No, va a ser que no somos cuantificables. Es más, cada uno de nosotros no somos una cuestión neutral, sino portadores de una dignidad peculiar, de un valor singular. ¿De dónde nos viene esta preeminencia? De nuestro ser persona, ahí lo dejo.
Quizás si acudimos a Santo Tomás de Aquino, mi reflexión se entienda algo mejor. Perfectissimum in tota natura ¿Cabe mayor esplendor?.
Anterior a posibles referencias teológicas y metafísicas referidas al carácter de imagen de Dios de cada hombre, no olvidemos que hay igualmente una consideración racional pura de la persona, que nos permite re-descubrir que todos poseemos un valor – el valor- en nosotros mismos.
La imagen algo más profunda de toda persona nos traslada a conceptos como libertad inteligente, relación, conciencia, intimidad, moral, belleza… Sigamos subiendo. Persona equivale a excelencia y preeminencia en el ser, a esa bondad superior que se destaca por encima de otros seres animales que no alcanzan tan alto valor.
Y es que esta dignidad está estrechamente relacionada con nuestra apreciada libertad –autonomía del ser y autonomía del obrar-.
Paradójicamente esta dignidad no equivale ni se identifica con libertad – qué le voy a contar si ya ha leído el noticiario de la mañana –, ya que no todo acto libre es digno, y la libertad no agota todas las manifestaciones de la dignidad de la persona.
El bálsamo refrescante después de este noticiario de la mañana es saborear interiormente la inviolabilidad de nuestra dignidad ontológica, que es aquella que corresponde a cada hombre y mujer como seres singulares –dignos de veneración, reverencia-. Aquella que nunca podrá borrarse del alma, aunque me encadenen de pies y manos. Aquella que no hay que confundir con la dignidad moral, por la que el ser humano puede cosificarse o instrumentalizarse o por el contrario – y a esto me apunto –, enseñorearse y llegar así a sus dimensiones superiores.
El hilo conductor de esta “firma” me acaba de llevar al derecho natural, que procede nada más y nada menos que de la naturaleza esencial de cada persona y los bienes a los que está llamada. Esta ley natural reclama a gritos acciones buenas y correctas, y se torna valiente y descarada cuando recuerda que la violencia – por poner un caso – no es mala porque esté prohibida por la ley. Me sumo a este descaro de la ley natural que me recuerda con contundencia que la clave no está en las normas establecidas, sino en la moral, los derechos naturales y la “tierra sagrada” del otro.

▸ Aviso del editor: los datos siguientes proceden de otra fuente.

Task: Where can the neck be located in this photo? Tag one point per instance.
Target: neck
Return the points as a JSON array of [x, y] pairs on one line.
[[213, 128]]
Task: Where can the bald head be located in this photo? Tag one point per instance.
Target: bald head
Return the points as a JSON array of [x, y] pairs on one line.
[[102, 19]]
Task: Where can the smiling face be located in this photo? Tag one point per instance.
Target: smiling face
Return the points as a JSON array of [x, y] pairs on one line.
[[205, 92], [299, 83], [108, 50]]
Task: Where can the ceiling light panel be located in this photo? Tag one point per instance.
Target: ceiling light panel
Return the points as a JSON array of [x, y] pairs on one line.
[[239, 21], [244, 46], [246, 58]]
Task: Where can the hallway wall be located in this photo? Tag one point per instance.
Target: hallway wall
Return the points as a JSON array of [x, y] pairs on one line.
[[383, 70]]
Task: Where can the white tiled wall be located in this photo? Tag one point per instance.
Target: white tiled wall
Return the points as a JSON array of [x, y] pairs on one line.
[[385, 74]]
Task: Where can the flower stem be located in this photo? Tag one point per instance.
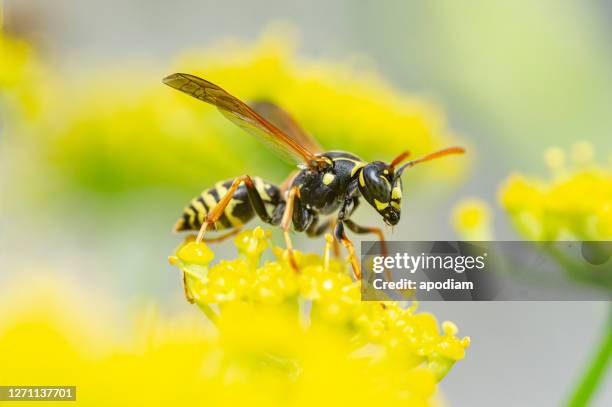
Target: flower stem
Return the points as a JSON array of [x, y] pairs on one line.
[[595, 370]]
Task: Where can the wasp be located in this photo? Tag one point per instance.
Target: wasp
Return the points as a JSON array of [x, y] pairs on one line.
[[322, 194]]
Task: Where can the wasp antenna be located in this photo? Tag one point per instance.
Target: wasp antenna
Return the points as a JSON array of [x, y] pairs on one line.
[[401, 157], [432, 156]]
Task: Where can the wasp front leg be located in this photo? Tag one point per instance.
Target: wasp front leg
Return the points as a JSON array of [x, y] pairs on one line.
[[255, 199], [301, 217], [347, 208]]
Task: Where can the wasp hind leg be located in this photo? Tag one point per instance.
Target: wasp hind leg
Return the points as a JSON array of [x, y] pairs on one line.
[[217, 211], [355, 228], [286, 223], [340, 235]]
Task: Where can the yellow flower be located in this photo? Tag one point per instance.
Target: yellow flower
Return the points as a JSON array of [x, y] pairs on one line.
[[574, 204], [120, 130], [260, 353], [472, 219], [405, 350]]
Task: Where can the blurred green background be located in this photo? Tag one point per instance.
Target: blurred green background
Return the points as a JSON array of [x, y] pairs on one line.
[[89, 193]]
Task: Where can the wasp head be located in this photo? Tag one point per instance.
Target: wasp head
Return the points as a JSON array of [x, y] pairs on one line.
[[382, 189]]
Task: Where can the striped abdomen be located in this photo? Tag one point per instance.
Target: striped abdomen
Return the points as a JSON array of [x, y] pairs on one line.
[[238, 212]]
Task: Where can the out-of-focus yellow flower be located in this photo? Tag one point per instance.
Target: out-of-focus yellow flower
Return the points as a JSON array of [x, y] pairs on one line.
[[277, 342], [121, 130], [21, 78], [319, 335], [472, 219], [576, 203]]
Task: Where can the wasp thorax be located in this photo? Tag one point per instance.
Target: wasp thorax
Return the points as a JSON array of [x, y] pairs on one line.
[[378, 187]]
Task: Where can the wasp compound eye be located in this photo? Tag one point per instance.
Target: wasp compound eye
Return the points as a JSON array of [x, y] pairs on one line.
[[374, 182]]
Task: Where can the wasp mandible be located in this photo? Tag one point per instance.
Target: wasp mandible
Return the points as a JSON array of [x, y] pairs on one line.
[[328, 184]]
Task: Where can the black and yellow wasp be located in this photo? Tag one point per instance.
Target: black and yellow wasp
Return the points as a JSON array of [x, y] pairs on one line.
[[327, 183]]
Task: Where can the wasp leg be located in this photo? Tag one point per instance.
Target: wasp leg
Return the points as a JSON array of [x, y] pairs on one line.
[[316, 229], [254, 197], [286, 223], [335, 244], [368, 229], [350, 248]]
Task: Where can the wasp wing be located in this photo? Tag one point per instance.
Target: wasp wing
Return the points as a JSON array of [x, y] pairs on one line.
[[286, 123], [240, 114]]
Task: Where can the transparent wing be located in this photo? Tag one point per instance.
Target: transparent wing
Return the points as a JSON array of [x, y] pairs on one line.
[[286, 123], [242, 115]]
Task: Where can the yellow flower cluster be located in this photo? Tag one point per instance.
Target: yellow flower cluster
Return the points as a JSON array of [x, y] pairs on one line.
[[375, 349], [281, 339], [471, 218], [121, 129], [576, 203], [20, 77]]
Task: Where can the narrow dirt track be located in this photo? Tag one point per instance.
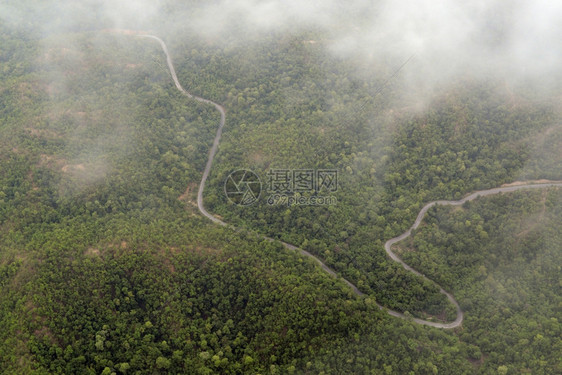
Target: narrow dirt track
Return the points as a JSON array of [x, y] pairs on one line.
[[388, 245]]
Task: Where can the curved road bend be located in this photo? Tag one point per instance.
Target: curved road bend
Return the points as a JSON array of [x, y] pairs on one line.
[[387, 246]]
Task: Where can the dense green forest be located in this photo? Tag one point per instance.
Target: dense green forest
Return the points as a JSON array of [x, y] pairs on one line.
[[501, 257], [106, 265]]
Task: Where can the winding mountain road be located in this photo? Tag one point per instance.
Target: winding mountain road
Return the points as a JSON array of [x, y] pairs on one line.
[[388, 245]]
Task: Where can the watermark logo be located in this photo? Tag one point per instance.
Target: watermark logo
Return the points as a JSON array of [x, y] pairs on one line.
[[301, 187], [290, 187], [242, 187]]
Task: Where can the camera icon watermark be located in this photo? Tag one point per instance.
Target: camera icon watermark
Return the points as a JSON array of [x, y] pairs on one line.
[[290, 187], [242, 187]]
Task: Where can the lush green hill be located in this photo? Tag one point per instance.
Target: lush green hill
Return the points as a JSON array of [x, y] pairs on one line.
[[106, 265]]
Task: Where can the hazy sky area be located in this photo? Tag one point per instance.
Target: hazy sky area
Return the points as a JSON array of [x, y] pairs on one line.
[[518, 39]]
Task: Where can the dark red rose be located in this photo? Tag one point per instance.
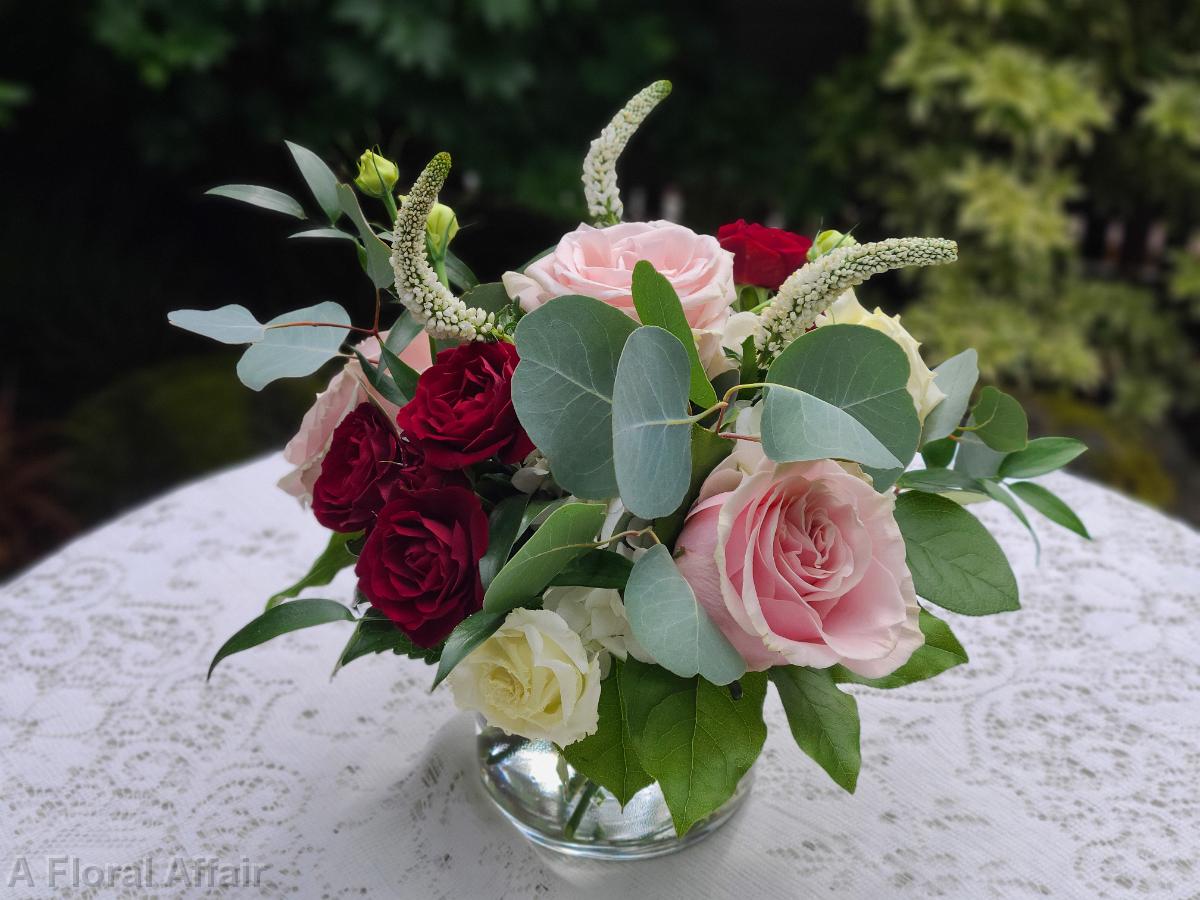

Qué descanso para el cuerpo y el alma saber que el derecho natural no rehusará nunca mi dignidad ontológica, al contrario, me impulsará maternalmente a ser dueña de mi misma, a ser lo que estoy llamada a ser. Quizás se está preguntando ahora conmigo a qué estaremos llamados. Pues a ese proyecto personal, original, inacabado, vertiginoso… que le llevará a usted y a mí a ser quienes debemos llegar a ser, acorde a nuestra dignidad infinita, y destinados indefectiblemente – si usted y yo queremos – a desarrollar y elevar más y más la bondad moral.
Y es que, querido lector, me reconocerá que en el bellísimo concepto de persona se encuentra el origen y la fuente – razón de ser – de los derechos humanos. Y que desde aquí podremos llegar a un justo diseño de las normas jurídicas, porque ya hemos comprendido que la “buena” dignidad de cada persona es la condición para la comprensión de sus derechos (¡).